Just read this short and sweet paper from Guy Davison et al.
Brenden Lake is also a co-author, I have read several of his papers.
paper link: https://psyarxiv.com/byzs5/
They built mini programs as DSLs that represent game rules. The programs act as reward generating functions (goals as reward-generating programs). Their line of reasoning follow the approaches of Fodor’s Language of Thought hypothesis (LoT) where they treat knowledge as programs and learning as program induction within the language.
Kids often do self directed play where they are exploring and creating their own mini games such as stacking blocks or throwing balls. From a computational process, this is thought as “generating new ideas and exploring novel search spaces”.
They took AI2-THOR, an open source embodied 3D research platform and make it look like a child’s room with lots of toys all over (blocks, balls, and other stuff). Then they invited adults to a website (didn’t know it worked over web!) to interact in the room and create a game with a way to score points by writing a description of how the game would work and how scoring would work. They ended up with ~100 games. They then turned those natural language descriptions into actual programs using their DSL.
They classified all the games created and found these types of games in order: throwing objects games (75), organizing games (10), and stacking games (8).
I love that they explored modeling games as program. I have been thinking a lot about how to simulate the world with models and in doing so I have been contemplating what would the underlying data structure look like. Is it vectors, neurons, natural language, programs, or something else. Programs as models are interesting because they are mostly compositional because their primitive atoms can be reused in infinite ways. There has actually been a lot of research in this area already and some of that research is referenced in the paper such as PDDL from Ghallab et al.

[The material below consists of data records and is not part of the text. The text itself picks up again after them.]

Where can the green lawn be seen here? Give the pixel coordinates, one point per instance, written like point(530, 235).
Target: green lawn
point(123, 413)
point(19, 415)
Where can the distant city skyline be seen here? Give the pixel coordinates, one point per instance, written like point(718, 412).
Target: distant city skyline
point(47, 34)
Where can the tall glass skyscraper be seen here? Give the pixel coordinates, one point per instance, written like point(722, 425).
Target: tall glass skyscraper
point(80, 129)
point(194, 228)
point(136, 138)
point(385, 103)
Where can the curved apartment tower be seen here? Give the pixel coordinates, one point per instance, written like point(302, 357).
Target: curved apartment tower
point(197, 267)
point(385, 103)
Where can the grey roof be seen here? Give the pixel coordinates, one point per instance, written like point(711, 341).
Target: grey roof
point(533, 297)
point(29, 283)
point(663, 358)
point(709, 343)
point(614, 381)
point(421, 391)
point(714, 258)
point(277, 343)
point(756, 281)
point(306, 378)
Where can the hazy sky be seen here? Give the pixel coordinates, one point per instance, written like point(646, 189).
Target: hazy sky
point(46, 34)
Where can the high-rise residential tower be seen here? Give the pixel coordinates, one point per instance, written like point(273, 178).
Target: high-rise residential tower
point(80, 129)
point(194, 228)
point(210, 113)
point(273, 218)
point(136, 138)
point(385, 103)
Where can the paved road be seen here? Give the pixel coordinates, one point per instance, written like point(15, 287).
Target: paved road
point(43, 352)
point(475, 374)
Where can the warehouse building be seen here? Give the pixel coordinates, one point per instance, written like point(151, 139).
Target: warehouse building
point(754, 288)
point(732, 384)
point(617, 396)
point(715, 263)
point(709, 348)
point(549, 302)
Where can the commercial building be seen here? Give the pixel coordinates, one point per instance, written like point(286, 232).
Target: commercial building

They “found compositionality” in their programs in that 50% of the programs reused and recombined across games using the same blocks. They do this by counting all the reoccurring code and saw that there is certain blocks that appear frequently but with minor variations. That means that people are making semi similar games around core themes with slight modifications. They also saw creativity which they measured by high variance across subjects. They also saw common sense via intuitive physics (throwing balls and stacking blocks).
They have some interesting areas to look at in the future:
Explore more models/programs that act on the game programs built.
Writing more models that can generate, reason with, and pursue playful goals.
Some future questions they want to answer:
Could they devise and train a model to predict whether a particular goal is easy or hard?
Can a model propose games that are indistinguishable from human-generated ones.